Judge of the Commonwealth Court of Pennsylvania
- Appointed by: Governer Dick Thornburgh
- Preceded by: James S. Bowman
- Succeeded by: Sandra Schultz Newman

Personal details
- Born: May 24, 1924 Allentown, Pennsylvania
- Died: November 9, 2015 (aged 91)
- Party: Republican
- Alma mater: University of Pennsylvania Columbia Law School

= Madaline Palladino =

American judge (1924-2015)

Madaline Palladino (May 5, 1924 – November 9, 2015) was an American lawyer and jurist who served as a judge of the Pennsylvania Commonwealth Court. Palladino was the first Republican women elected to a statewide office in Pennsylvania.

== Early life and education ==
Palladino was born in Allentown, Pennsylvania on May 24, 1924, to Italian immigrants Joseph and Angelina Palladino.
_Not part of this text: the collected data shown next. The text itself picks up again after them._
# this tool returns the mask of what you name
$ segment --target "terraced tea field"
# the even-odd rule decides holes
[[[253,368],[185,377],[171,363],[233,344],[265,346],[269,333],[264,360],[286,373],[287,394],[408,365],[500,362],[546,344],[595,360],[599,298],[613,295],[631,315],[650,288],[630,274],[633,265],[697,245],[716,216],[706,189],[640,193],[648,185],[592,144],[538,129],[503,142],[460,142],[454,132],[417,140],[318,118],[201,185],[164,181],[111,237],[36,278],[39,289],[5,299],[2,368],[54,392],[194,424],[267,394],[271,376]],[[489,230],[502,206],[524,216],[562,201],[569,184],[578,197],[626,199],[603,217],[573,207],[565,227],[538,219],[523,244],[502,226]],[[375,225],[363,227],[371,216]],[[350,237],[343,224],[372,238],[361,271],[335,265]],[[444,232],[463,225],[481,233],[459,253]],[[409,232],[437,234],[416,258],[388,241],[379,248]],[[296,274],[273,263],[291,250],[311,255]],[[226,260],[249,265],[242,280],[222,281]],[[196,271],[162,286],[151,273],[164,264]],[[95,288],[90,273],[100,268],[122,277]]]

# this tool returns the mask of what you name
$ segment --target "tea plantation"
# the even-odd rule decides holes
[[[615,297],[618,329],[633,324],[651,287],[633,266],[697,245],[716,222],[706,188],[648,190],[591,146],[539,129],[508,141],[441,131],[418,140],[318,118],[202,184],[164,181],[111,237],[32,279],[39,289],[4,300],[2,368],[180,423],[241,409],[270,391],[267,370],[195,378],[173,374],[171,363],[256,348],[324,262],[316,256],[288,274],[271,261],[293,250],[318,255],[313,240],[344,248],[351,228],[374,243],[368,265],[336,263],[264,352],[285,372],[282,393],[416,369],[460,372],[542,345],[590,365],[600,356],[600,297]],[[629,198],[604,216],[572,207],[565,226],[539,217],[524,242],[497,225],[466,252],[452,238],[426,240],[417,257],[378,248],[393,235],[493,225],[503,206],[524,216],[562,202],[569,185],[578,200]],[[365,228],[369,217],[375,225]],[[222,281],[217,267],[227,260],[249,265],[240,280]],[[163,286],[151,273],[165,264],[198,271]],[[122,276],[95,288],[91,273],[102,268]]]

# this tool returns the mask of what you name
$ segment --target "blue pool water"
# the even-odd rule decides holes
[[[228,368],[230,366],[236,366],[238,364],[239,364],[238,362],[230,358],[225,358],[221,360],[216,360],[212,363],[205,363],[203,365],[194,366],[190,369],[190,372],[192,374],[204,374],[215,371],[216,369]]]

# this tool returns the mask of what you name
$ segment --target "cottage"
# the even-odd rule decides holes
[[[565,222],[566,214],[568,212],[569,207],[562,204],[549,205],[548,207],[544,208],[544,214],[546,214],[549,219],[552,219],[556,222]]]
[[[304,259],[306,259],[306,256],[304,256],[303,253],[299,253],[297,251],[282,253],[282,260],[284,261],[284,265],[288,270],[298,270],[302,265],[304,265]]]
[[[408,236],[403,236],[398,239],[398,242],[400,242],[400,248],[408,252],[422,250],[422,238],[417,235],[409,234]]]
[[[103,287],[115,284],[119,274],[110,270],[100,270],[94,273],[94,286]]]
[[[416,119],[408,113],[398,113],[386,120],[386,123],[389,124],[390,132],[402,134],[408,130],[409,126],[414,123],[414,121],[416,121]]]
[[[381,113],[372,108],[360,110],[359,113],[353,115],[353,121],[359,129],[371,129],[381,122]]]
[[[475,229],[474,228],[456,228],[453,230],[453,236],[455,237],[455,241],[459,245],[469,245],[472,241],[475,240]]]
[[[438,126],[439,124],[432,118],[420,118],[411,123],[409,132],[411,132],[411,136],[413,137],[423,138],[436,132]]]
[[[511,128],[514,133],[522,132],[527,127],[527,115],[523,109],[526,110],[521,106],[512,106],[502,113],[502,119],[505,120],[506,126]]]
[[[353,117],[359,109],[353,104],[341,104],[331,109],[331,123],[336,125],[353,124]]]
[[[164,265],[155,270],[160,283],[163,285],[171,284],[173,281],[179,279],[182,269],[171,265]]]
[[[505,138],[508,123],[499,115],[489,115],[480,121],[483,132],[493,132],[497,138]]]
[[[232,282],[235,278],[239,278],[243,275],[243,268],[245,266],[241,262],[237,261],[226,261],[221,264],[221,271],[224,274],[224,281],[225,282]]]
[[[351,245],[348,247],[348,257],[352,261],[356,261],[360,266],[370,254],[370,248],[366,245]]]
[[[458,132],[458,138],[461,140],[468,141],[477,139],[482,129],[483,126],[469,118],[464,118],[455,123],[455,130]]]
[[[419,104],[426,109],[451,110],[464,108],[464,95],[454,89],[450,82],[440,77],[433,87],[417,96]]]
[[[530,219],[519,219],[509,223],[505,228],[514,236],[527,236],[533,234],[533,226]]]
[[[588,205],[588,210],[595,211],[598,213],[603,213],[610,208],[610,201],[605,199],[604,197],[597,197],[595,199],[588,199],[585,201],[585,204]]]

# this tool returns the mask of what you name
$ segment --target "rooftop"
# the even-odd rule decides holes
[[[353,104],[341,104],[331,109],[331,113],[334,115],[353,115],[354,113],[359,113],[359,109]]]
She graduated as salutatorian of Allentown High School in 1941. Palladino attended the University of Pennsylvania, and earned her law degree from Columbia Law School.

== Career ==
Palladino practiced law for over 30 years in Lehigh County, where it was erroneously claimed that she was the first female lawyer in the county.

Palladino joined the staff of District Attorney George Joseph in 1960, making her the first female assistant district attorney in Lehigh County. Palladino was also the first female assistant solicitor for the City of Allentown.

In October 1980, Palladino was appointed to the Pennsylvania Commonwealth Court by Governor Dick Thornburgh following the death of President Judge James S. Bowman. Palladino served until January 1982, when she was replaced by former state representative Joseph T. Doyle. She was reelected for a ten year term in 1983, and served until January 1994. She was succeeded by Sandra Schultz Newman.

Following her retirement, the Lehigh County Board of Commissioners voted to rename the gold courtroom of the Old Lehigh County Courthouse in Palladino's honor.